When I took over this space, some people questioned my choice of using a shopping mall.  “Why not build a traditional museum?” they asked.  But I’m not a big fan of the rabbit warren of galleries in most museums.  This is not an IKEA!  I like being able to quickly see where I want to go next.  And here in this giant space in the middle, we have the perfect place for occasional fashion shows, both from the past and the future!
I can tell you are getting a little overwhelmed with all that is going on here, so let’s ignore the rest of the building for now, and go straight to the west end, to the Textiles, Tea, and Toddies club.  This is the place where everyone seems to gather about sunset, and it is one of my favorite areas.  It was originally a big anchor store, but we envisioned it as a place for everyone to meet up and informally discuss their favorite topics.  We completely redid it with lots of fireplaces and seating areas, interspersed with French doors out to the gardens.
Before you choose one of the groups to join, let me point out the little snack bars.  Whatever your eating plan, we have healthy and delicious food available here, and you are probably going to want to order and get some sustenance, because once you make your way into one of the groups, you are going to forget to eat!
You might want to listen to Carol talk about how she discovered weaving, or look at Jeannette’s pictures of the flour sack clothing her mother made, or look at the beaded gown Miles displays in his business, or help Madame X figure out the provenance of her quilts.  And if there is something you would like to share, or ask for help with, this is the place to do so.
On rainy or snowy nights, the Triple T club, as we like to call it, is a delightful place to be.  There’s nothing like watching stormy weather while you yourself are snug and cozy, settled in with your favorite beverage, a colorful lap quilt, and a big book of textile delights, like this one or this one.
But tonight is warm and clear, and in a little while, everyone will end up wandering outside to watch the sunset.  Then after dark, you can wander among the lighted garden displays, engineered to spark creative ideas!
light display from Houston Zoo Lights.

Whimsical lights to spark your creativity.

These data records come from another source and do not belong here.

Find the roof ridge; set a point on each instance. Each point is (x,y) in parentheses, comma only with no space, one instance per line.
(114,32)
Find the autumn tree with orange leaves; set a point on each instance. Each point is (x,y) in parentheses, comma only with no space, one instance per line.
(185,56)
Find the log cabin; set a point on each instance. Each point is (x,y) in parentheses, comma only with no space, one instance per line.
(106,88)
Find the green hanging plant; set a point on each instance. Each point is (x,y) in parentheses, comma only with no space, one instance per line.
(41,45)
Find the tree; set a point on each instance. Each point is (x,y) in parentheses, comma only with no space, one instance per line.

Count these sheep and you will have sweet dreams!

Whenever you are ready, you can retire to your room, and I will see you in the morning to resume our tour!
The idea of TextileTopia came about a few years ago, when I was listening to a guided meditation recording called High Performance Mind: Mastering Brainwaves for Insight, Healing, and Creativity.  Its creator, Anna Wise, asks, “What kind of space would help you optimize your creativity?”  The basics popped into my mind, and whenever I am at the dentist or on an airplane, I add to it.  🙂
And as Claudia of Humoring the Goddess wrote in her post, I AM My Character, just because you can’t go to Paris, doesn’t mean you can’t go to Paris.  Sadly, there may not really be a TextileTopia in this world, but the concept can still enrich my thinking and planning.